3.5: Nonlinear Pendulum

3.5.1 In Search of Solutions

Before returning to studying the equilibrium solutions of the nonlinear pendulum, we will look at how far we can get at obtaining analytical solutions. First, we investigate the simple linear pendulum.

The linear pendulum equation (3.9) is a constant coefficient second order linear differential equation. The roots of the characteristic equations are \(r= \pm \sqrt{\dfrac{g}{L}} i\). Thus, the general solution takes the form

\[\theta(t)=c_{1} \cos \left(\sqrt{\dfrac{g}{L}} t\right)+c_{2} \sin \left(\sqrt{\dfrac{g}{L}} t\right) \label{3.13} \]

We note that this is usually simplified by introducing the angular frequency

\[\omega \equiv \sqrt{\dfrac{g}{L}} \label{3.14} \]

One consequence of this solution, which is used often in introductory physics, is an expression for the period of oscillation of a simple pendulum. REcall that the period is the time it takes to complete one cycle of the oscillation. The period is found to be

\[T=\dfrac{2 \pi}{\omega}=2 \pi \sqrt{\dfrac{L}{g}} \label{3.15} \]

This value for the period of a simple pendulum is based on the linear pendulum equation, which was derived assuming a small angle approximation. How good is this approximation? What is meant by a small angle? We recall the Taylor series approximation of \(\sin \theta\) about \(\theta=0\):

\[\sin \theta=\theta-\dfrac{\theta^{3}}{3 !}+\dfrac{\theta^{5}}{5 !}+\ldots \label{3.16} \]

One can obtain a bound on the error when truncating this series to one term after taking a numerical analysis course. But we can just simply plot the relative error, which is defined as

Relative Error \(=\left|\dfrac{\sin \theta-\theta}{\sin \theta}\right| \times 100 \%\).

A plot of the relative error is given in Figure 3.13. We note that a one percent relative error corresponds to about 0.24 radians, which is less that fourteen degrees. Further discussion on this is provided at the end of this section.

We now turn to the nonlinear pendulum. We first rewrite Equation (3.8) in the simpler form

\[\ddot{\theta}+\omega^{2} \sin \theta=0 \label{3.17} \]

We next employ a technique that is useful for equations of the form

\[\ddot{\theta}+F(\theta)=0 \nonumber \]

when it is easy to integrate the function \(F(\theta)\). Namely, we note that

\[\dfrac{d}{d t}\left[\dfrac{1}{2} \dot{\theta}^{2}+\int^{\theta(t)} F(\phi) d \phi\right]=[\ddot{\theta}+F(\theta)] \dot{\theta} \nonumber \]

For our problem, we multiply Equation (3.17) by \(\dot{\theta}\),

\[\ddot{\theta} \dot{\theta} + w^2 \sin \theta \dot{\theta} = 0 \nonumber \]

and note that the left side of this equation is a perfect derivative.

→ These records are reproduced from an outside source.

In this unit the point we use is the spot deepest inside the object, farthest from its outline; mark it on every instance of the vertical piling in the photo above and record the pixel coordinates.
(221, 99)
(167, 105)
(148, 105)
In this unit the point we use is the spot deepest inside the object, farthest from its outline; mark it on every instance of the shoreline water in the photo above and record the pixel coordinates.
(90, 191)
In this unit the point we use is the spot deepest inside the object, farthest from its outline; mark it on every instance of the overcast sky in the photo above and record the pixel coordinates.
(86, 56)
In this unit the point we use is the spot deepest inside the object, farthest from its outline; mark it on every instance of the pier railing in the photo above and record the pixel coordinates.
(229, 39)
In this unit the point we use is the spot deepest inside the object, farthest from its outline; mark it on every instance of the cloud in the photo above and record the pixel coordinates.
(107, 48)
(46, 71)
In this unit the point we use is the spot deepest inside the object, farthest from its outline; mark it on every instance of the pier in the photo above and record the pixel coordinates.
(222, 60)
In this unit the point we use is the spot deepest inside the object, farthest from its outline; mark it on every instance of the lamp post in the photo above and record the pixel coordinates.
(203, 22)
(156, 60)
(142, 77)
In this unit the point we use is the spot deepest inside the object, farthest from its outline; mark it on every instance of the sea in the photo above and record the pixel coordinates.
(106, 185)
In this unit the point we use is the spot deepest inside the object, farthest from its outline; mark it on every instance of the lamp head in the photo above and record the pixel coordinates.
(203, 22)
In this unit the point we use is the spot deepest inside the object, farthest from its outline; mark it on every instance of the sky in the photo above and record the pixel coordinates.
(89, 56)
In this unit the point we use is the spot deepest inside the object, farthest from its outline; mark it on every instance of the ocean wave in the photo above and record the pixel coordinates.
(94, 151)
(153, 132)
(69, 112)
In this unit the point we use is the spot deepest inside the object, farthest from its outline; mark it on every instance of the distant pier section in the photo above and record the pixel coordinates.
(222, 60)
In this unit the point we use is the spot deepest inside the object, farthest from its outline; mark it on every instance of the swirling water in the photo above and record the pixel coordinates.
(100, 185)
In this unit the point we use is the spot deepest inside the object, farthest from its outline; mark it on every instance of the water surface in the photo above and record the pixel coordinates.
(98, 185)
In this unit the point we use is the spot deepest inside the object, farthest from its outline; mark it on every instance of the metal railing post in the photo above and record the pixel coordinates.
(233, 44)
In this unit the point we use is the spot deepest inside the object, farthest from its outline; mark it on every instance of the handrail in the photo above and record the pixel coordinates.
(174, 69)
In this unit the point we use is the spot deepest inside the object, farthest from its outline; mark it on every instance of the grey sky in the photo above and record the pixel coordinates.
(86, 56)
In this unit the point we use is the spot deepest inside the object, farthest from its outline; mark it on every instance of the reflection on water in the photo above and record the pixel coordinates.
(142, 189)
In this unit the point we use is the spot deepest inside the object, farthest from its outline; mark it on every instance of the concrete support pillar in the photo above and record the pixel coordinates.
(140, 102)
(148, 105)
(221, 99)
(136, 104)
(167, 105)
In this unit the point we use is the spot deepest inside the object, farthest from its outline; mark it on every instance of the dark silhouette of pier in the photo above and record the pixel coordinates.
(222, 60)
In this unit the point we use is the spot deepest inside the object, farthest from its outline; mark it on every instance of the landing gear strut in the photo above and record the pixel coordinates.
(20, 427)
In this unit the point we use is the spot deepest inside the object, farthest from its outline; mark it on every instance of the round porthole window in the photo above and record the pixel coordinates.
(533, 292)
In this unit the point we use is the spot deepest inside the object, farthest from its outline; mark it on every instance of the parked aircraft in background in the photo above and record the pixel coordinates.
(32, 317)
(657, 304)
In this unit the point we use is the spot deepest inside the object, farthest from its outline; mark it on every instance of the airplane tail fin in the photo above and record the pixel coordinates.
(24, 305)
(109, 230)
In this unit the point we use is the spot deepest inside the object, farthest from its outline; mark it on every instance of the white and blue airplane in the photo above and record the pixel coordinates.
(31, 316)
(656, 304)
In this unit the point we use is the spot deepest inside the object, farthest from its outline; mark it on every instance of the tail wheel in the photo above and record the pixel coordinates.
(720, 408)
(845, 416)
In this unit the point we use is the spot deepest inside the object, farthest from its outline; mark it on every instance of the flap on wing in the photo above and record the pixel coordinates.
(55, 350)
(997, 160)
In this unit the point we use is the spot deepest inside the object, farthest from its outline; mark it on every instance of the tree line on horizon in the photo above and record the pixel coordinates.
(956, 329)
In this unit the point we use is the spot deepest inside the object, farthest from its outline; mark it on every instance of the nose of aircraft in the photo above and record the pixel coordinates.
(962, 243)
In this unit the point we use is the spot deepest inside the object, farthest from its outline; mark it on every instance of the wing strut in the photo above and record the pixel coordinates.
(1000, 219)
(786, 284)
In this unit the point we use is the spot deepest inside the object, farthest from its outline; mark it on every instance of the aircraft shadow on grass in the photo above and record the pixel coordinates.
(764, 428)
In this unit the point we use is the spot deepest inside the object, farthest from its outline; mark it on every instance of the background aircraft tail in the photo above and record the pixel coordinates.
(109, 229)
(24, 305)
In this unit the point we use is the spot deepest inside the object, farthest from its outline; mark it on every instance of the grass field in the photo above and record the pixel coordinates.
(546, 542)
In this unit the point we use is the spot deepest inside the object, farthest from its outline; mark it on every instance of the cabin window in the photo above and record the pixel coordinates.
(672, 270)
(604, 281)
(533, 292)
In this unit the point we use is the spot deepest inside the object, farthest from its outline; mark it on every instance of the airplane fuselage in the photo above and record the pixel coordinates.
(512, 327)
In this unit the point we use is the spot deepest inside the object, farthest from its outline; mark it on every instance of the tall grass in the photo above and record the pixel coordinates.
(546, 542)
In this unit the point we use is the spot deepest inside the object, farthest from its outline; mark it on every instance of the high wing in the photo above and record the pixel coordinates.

Thus,

\[\dfrac{d}{d t}\left[\dfrac{1}{2} \dot{\theta}^{2}-\omega^{2} \cos \theta\right]=0. \nonumber \]

Therefore, the quantity in the brackets is a constant. So, we can write

\[\dfrac{1}{2} \dot{\theta}^{2}-\omega^{2} \cos \theta=c \label{3.18} \]

Solving for \(\dot{\theta}\), we obtain

\[\dfrac{d \theta}{d t}=\sqrt{2\left(c+\omega^{2} \cos \theta\right)} \nonumber \]

This equation is a separable first order equation and we can rearrange and integrate the terms to find that

\[t=\int d t=\int \dfrac{d \theta}{\sqrt{2\left(c+\omega^{2} \cos \theta\right)}} \label{3.19} \]

Of course, one needs to be able to do the integral. When one gets a solution in this implicit form, one says that the problem has been solved by quadratures. Namely, the solution is given in terms of some integral. In the appendix to this chapter we show that this solution can be written in terms of elliptic integrals and derive corrections to formula for the period of a pendulum.